Mashpee Wampanoag Tribe Hails New Reservation Re-affirmation Act

Published January 8, 2019

Congressman Joe Kennedy III attended a Washington, D.C. rally supporting the Mashpee Wampanoag last fall.

MASHPEE, Mass. — Mashpee Wampanoag tribal leaders are hailing the re-introduction of bipartisan federal legislation that would that would permanently protect the historic Tribe’s reservation lands.

U.S. Reps. William Keating and Joseph Kennedy III have re-filed the Mashpee Wampanoag Tribe Reservation Reaffirmation Act in the U.S. House of Representatives as one of the first bills introduced in the new 116th Congress.

As with the previous bill of the same name introduced last year, the new legislation has already garnered bipartisan support with three key Republican Congressmen with oversight of Indian Affairs signing on as co-sponsors: U.S. Reps. Don Young (R-AK), Tom McClintock (R-CA) and Doug LaMalfa (R-CA).

“With our limited resources dwindling, we have already had to cut back on vital services and programs we had established to serve our Tribal citizens.
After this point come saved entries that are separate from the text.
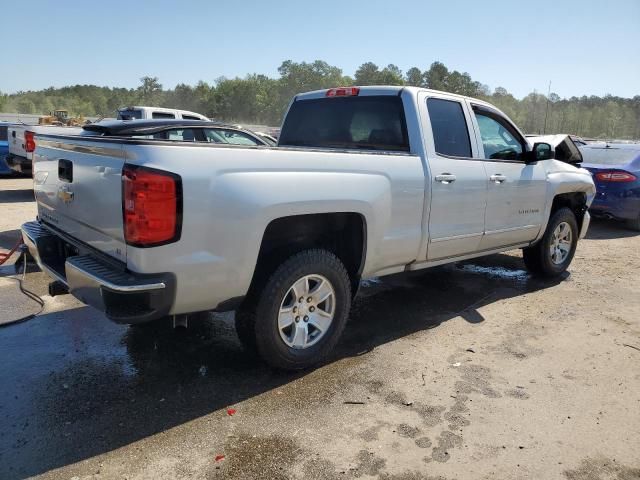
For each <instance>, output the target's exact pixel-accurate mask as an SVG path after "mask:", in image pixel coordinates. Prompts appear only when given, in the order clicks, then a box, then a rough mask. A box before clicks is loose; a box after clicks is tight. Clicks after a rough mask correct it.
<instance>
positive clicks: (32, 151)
mask: <svg viewBox="0 0 640 480" xmlns="http://www.w3.org/2000/svg"><path fill="white" fill-rule="evenodd" d="M80 132H82V128H80V127H60V126H53V125H25V124H12V125H9V127H8V131H7V137H8V142H9V153H8V154H7V156H6V157H5V160H6V163H7V165H8V166H9V168H11V169H12V170H13V171H14V172H15V173H19V174H24V175H31V170H32V161H33V152H34V151H35V148H36V140H35V137H36V135H37V134H39V133H49V134H53V135H56V134H60V135H77V134H79V133H80Z"/></svg>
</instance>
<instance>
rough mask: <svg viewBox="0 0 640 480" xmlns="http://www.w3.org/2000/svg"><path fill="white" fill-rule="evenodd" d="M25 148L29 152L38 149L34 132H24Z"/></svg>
mask: <svg viewBox="0 0 640 480" xmlns="http://www.w3.org/2000/svg"><path fill="white" fill-rule="evenodd" d="M24 149H25V150H26V151H27V153H33V152H34V150H35V149H36V141H35V139H34V138H33V132H29V131H26V132H24Z"/></svg>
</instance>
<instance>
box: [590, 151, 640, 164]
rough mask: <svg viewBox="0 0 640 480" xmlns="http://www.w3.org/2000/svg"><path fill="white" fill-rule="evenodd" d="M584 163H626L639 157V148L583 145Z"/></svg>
mask: <svg viewBox="0 0 640 480" xmlns="http://www.w3.org/2000/svg"><path fill="white" fill-rule="evenodd" d="M580 151H581V152H582V158H583V160H584V163H593V164H596V165H626V164H627V163H631V162H632V161H633V160H634V159H635V158H637V157H640V148H637V149H636V148H616V147H583V148H581V149H580Z"/></svg>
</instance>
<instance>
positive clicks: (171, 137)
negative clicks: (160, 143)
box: [153, 128, 196, 142]
mask: <svg viewBox="0 0 640 480" xmlns="http://www.w3.org/2000/svg"><path fill="white" fill-rule="evenodd" d="M153 137H154V138H156V139H162V140H169V141H173V142H195V141H196V133H195V131H194V130H193V129H191V128H184V129H182V128H180V129H174V130H167V131H165V132H159V133H156V134H155V135H154V136H153Z"/></svg>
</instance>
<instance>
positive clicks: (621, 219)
mask: <svg viewBox="0 0 640 480" xmlns="http://www.w3.org/2000/svg"><path fill="white" fill-rule="evenodd" d="M580 150H581V152H582V156H583V157H584V163H583V164H582V165H583V167H584V168H586V169H587V170H589V171H590V172H591V174H592V175H593V179H594V181H595V184H596V190H597V193H596V197H595V199H594V200H593V203H592V204H591V207H590V212H591V213H592V214H593V215H594V216H601V217H606V218H612V219H615V220H622V221H624V222H626V224H627V225H628V226H629V227H630V228H632V229H633V230H637V231H640V144H628V143H617V144H616V143H611V144H610V143H605V144H591V145H585V146H583V147H581V148H580Z"/></svg>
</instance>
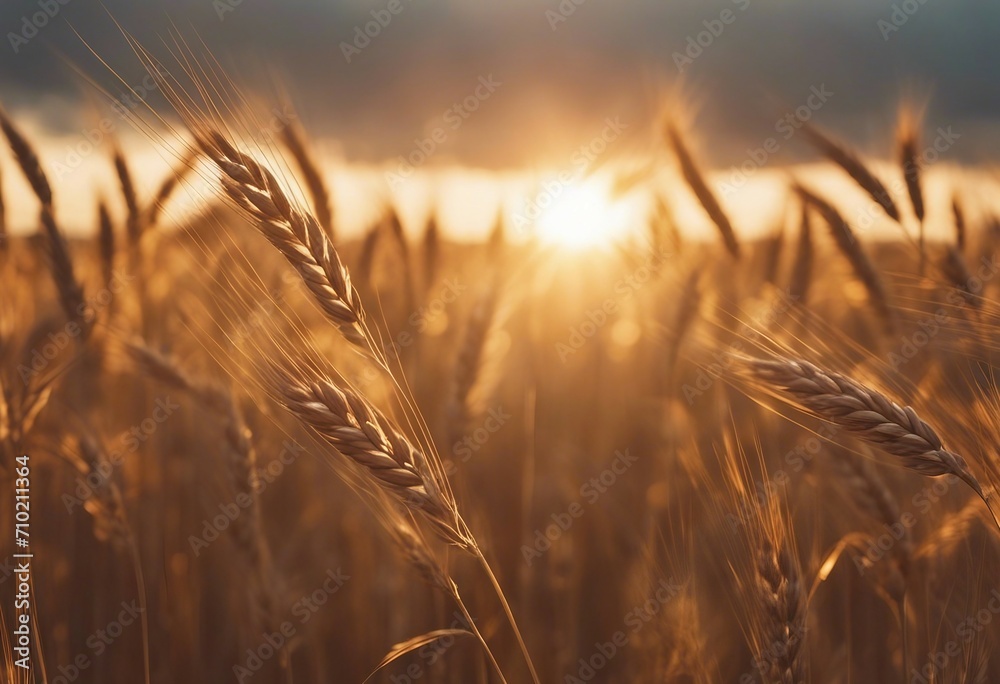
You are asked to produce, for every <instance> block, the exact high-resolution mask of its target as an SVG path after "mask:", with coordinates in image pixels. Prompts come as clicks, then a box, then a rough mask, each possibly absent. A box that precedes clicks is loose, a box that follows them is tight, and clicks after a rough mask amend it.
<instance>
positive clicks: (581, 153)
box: [511, 116, 629, 235]
mask: <svg viewBox="0 0 1000 684" xmlns="http://www.w3.org/2000/svg"><path fill="white" fill-rule="evenodd" d="M628 127H629V126H628V124H626V123H622V120H621V117H617V116H615V117H610V116H609V117H607V118H605V119H604V127H603V128H602V129H601V132H600V133H598V134H597V135H595V136H594V137H593V138H591V139H590V140H588V141H587V142H585V143H584V144H582V145H580V147H578V148H577V149H576V150H574V151H573V153H572V154H571V155H570V157H569V166H568V167H567V168H565V169H563V170H562V171H560V172H559V173H557V174H556V175H555V176H554V177H553V178H550V179H548V180H546V181H545V182H544V183H542V189H541V191H540V192H539V193H538V194H537V195H535V196H534V197H533V198H532V199H531V200H530V201H529V202H528V203H527V205H526V206H525V207H524V208H523V209H521V210H519V211H518V212H516V213H515V214H514V215H513V216H512V217H511V223H512V224H513V226H514V229H515V230H516V231H517V233H518V234H519V235H524V234H525V232H526V231H527V230H528V228H530V227H531V226H532V225H533V224H534V222H535V221H537V220H538V218H539V217H541V215H542V214H543V213H544V212H545V210H546V209H548V208H549V207H551V206H552V205H553V204H554V203H555V201H556V199H557V198H558V197H559V196H560V195H561V194H562V193H563V192H564V191H565V190H566V188H568V187H570V186H572V185H573V184H574V183H576V182H577V181H578V180H580V179H581V178H583V176H584V175H585V174H586V172H587V169H589V168H590V166H591V164H593V163H594V162H595V161H596V160H597V158H598V157H600V156H601V155H602V154H604V153H605V152H606V151H607V149H608V146H609V145H611V144H612V143H613V142H615V141H616V140H618V139H619V138H620V137H621V135H622V133H623V132H625V130H626V129H628Z"/></svg>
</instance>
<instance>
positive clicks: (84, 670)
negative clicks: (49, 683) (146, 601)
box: [49, 599, 142, 684]
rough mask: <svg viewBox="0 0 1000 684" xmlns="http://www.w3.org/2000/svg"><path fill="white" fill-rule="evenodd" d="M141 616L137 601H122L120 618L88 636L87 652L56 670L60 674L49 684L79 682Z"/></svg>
mask: <svg viewBox="0 0 1000 684" xmlns="http://www.w3.org/2000/svg"><path fill="white" fill-rule="evenodd" d="M140 615H142V608H141V607H140V606H139V602H138V601H137V600H135V599H133V600H131V601H129V602H127V603H126V602H125V601H122V604H121V611H119V613H118V617H117V618H115V619H114V620H112V621H111V622H109V623H108V624H106V625H105V626H104V627H102V628H101V629H98V630H97V631H95V632H93V633H92V634H91V635H90V636H88V637H87V639H86V641H85V642H84V643H85V644H86V645H87V650H86V651H81V652H79V653H77V654H76V655H75V656H74V657H73V659H72V660H71V661H70V662H69V664H68V665H60V666H59V667H58V669H57V670H56V671H57V672H58V674H55V675H54V676H53V677H52V679H50V680H49V682H51V684H70V683H71V682H75V681H76V680H78V679H79V678H80V677H81V676H83V674H84V671H85V670H88V669H90V667H91V666H92V665H93V664H94V658H97V657H99V656H101V655H103V654H104V652H105V651H107V650H108V649H109V648H110V647H111V645H112V644H113V643H115V641H116V640H117V639H118V638H119V637H120V636H121V635H122V634H124V633H125V630H126V628H127V627H130V626H132V625H133V624H134V623H135V621H136V620H137V619H138V618H139V616H140Z"/></svg>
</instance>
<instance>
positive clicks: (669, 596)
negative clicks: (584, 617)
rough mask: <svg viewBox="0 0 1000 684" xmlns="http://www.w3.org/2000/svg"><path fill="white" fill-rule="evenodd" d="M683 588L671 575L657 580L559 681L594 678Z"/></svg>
mask: <svg viewBox="0 0 1000 684" xmlns="http://www.w3.org/2000/svg"><path fill="white" fill-rule="evenodd" d="M683 589H684V586H683V585H681V584H677V583H676V582H675V581H674V578H673V577H671V578H670V579H665V580H661V581H660V583H659V584H658V585H657V586H656V589H655V590H654V591H653V592H652V594H651V595H650V597H649V598H647V599H646V600H645V601H643V602H642V603H641V604H639V605H637V606H634V607H633V608H632V609H631V610H630V611H629V612H627V613H625V617H624V618H622V622H623V623H624V624H623V626H622V628H621V629H619V630H617V631H616V632H614V633H613V634H612V635H611V637H610V638H609V639H608V641H604V642H597V643H596V644H594V650H593V651H592V652H591V653H590V655H588V656H584V657H583V658H580V659H579V660H578V661H577V669H576V672H575V673H572V674H568V675H566V676H565V677H564V678H563V682H564V683H565V684H585V682H594V681H596V680H595V678H596V677H597V675H598V673H600V671H601V670H603V669H604V668H605V667H607V666H608V663H610V662H611V661H612V660H613V659H614V657H615V656H616V655H618V654H619V653H620V652H621V651H622V649H623V648H625V647H626V646H628V644H629V641H630V640H631V639H632V637H634V636H635V635H636V634H638V633H639V632H640V631H642V628H643V627H645V626H646V625H648V624H649V623H650V622H651V621H652V619H653V618H654V617H656V616H657V615H658V614H659V613H660V611H661V610H663V607H664V606H666V605H667V604H668V603H670V601H671V600H672V599H673V598H674V597H676V596H677V595H679V594H680V593H681V592H682V591H683Z"/></svg>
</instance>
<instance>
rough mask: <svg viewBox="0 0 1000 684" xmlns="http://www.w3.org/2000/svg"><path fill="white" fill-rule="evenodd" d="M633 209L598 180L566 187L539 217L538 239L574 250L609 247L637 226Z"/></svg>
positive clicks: (555, 197)
mask: <svg viewBox="0 0 1000 684" xmlns="http://www.w3.org/2000/svg"><path fill="white" fill-rule="evenodd" d="M635 219H636V216H635V209H634V207H633V206H632V205H631V204H630V203H629V202H626V201H622V200H615V199H612V198H611V196H610V193H609V192H608V188H607V187H605V186H604V185H602V184H601V183H599V182H596V181H590V182H586V183H583V184H581V185H573V186H569V187H567V188H564V189H563V191H562V192H560V193H559V194H558V196H556V197H555V198H554V199H553V201H552V204H551V205H550V206H549V207H548V208H547V209H545V211H544V212H543V213H542V215H541V216H539V218H538V236H539V238H540V239H541V240H542V241H543V242H546V243H548V244H551V245H558V246H561V247H568V248H572V249H588V248H592V247H601V246H606V245H609V244H611V243H613V242H615V241H616V240H619V239H620V238H621V237H622V236H624V235H625V233H626V232H627V231H628V230H629V228H630V227H631V226H632V225H634V222H635Z"/></svg>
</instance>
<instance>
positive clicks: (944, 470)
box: [740, 357, 986, 500]
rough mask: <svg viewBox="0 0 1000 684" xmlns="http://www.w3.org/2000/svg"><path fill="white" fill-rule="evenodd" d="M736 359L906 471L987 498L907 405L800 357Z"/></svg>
mask: <svg viewBox="0 0 1000 684" xmlns="http://www.w3.org/2000/svg"><path fill="white" fill-rule="evenodd" d="M740 360H741V362H742V366H743V369H744V370H745V371H746V372H747V373H748V374H749V375H750V376H751V377H752V378H753V379H755V380H757V381H759V382H760V383H761V384H763V385H764V386H765V387H767V388H768V389H770V390H771V391H773V392H776V393H777V394H778V395H779V396H780V397H781V398H782V399H784V400H785V401H788V402H789V403H792V404H794V405H796V406H798V407H799V408H802V409H804V410H805V411H806V412H808V413H810V414H812V415H813V416H815V417H817V418H819V419H821V420H825V421H827V422H829V423H833V424H834V425H837V426H839V427H842V428H844V429H845V430H846V431H847V432H848V433H849V434H850V435H852V436H854V437H856V438H858V439H860V440H861V441H863V442H866V443H868V444H871V445H872V446H874V447H877V448H878V449H881V450H882V451H884V452H885V453H887V454H890V455H892V456H895V457H896V458H897V459H898V462H899V464H900V465H902V466H903V467H904V468H906V469H908V470H912V471H913V472H916V473H920V474H921V475H929V476H935V475H954V476H956V477H958V478H959V479H961V480H962V481H963V482H965V483H966V484H967V485H969V487H971V488H972V490H973V491H975V492H976V494H978V495H979V496H980V497H981V498H983V499H984V500H985V499H986V496H985V495H984V493H983V488H982V485H981V484H980V483H979V480H977V479H976V477H975V475H973V474H972V472H971V471H970V470H969V467H968V465H967V464H966V463H965V459H964V458H962V456H961V455H959V454H957V453H955V452H953V451H949V450H948V449H946V448H945V447H944V445H943V443H942V441H941V438H940V437H939V436H938V433H937V431H936V430H935V429H934V428H933V427H931V426H930V424H928V423H927V422H926V421H925V420H923V419H922V418H921V417H920V416H918V415H917V412H916V411H914V410H913V409H912V408H910V407H909V406H900V405H899V404H897V403H896V402H894V401H893V400H892V399H890V398H889V397H887V396H886V395H885V394H882V393H881V392H879V391H877V390H874V389H872V388H870V387H866V386H865V385H862V384H861V383H860V382H858V381H856V380H853V379H851V378H849V377H847V376H845V375H841V374H840V373H835V372H833V371H826V370H823V369H821V368H819V367H818V366H816V365H814V364H812V363H809V362H808V361H804V360H802V359H789V358H783V357H777V358H773V359H757V358H750V357H743V358H741V359H740Z"/></svg>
Should we lose our reservation, our ability to operate as a Tribal government would be crushed,” Cromwell said. “We are extremely grateful that a bipartisan group of Congressional representatives understands the injustice of taking sovereign land away from the first Americans and have moved swiftly to ensure this nation does not return to the dark days of removing indigenous people from their land.”

Mashpee Town officials, who have formally backed the Tribe’s effort to secure reservation land, also praised the re-introduction of the legislation.

“I am pleased that the bill has been filed again and hopefully the outcome will be different in this session,” said Mashpee Town Manager Rodney Collins.

If passed, the legislation would re-affirm the status of the Tribe’s reservation, which ended the Tribe’s landlessness when its initial reservation was established by the U.S. Department of the Interior in 2015.

A technical legal challenge to the Department’s legal reasoning in establishing the reservation and subsequent federal district court opinion has endangered the status of the reservation.

Without legislative action to re-affirm the Interior Departments September 2015 decision that first established the Mashpee tribe’s reservation, the Department may disestablish the Tribe’s existing reservation and make the Mashpee Wampanoag the first tribe in the modern era to suffer another land loss at the hands of the federal government.

Mashpee Wampanoag Chairman Cedric Cromwell

The speed with which the bipartisan legislation was filed in the now Democratically-controlled U.S. House of Representatives improved the chances of swift passage, Cromwell said.

“We are the first indigenous Tribal Nation to sign a peace treaty with the Pilgrims and provide the land for them to establish Plymouth Colony. So it is fitting that one of the first bills to be introduced in this new Congress, in this New Year, is one that would protect our ancestral homelands from being stripped away from us,” Mashpee Wampanoag Tribal Council Chairman Cedric Cromwell said.

Cromwell lauded the support of the Massachusetts Congressional delegation, the dozens of Tribal leaders across Indian Country who filed formal letters in support of protecting the Mashpee Tribe’s reservation, as well as the formal backing of the General Society of Mayflower Descendants who sent a letter to Congressional leaders in December urging the bill’s passage, citing the peace treaty the Wampanoag brokered with the Pilgrims as a “worthy precedent to be followed today by all who honor the Pilgrims and the Native Americans who created this critical part of American society.”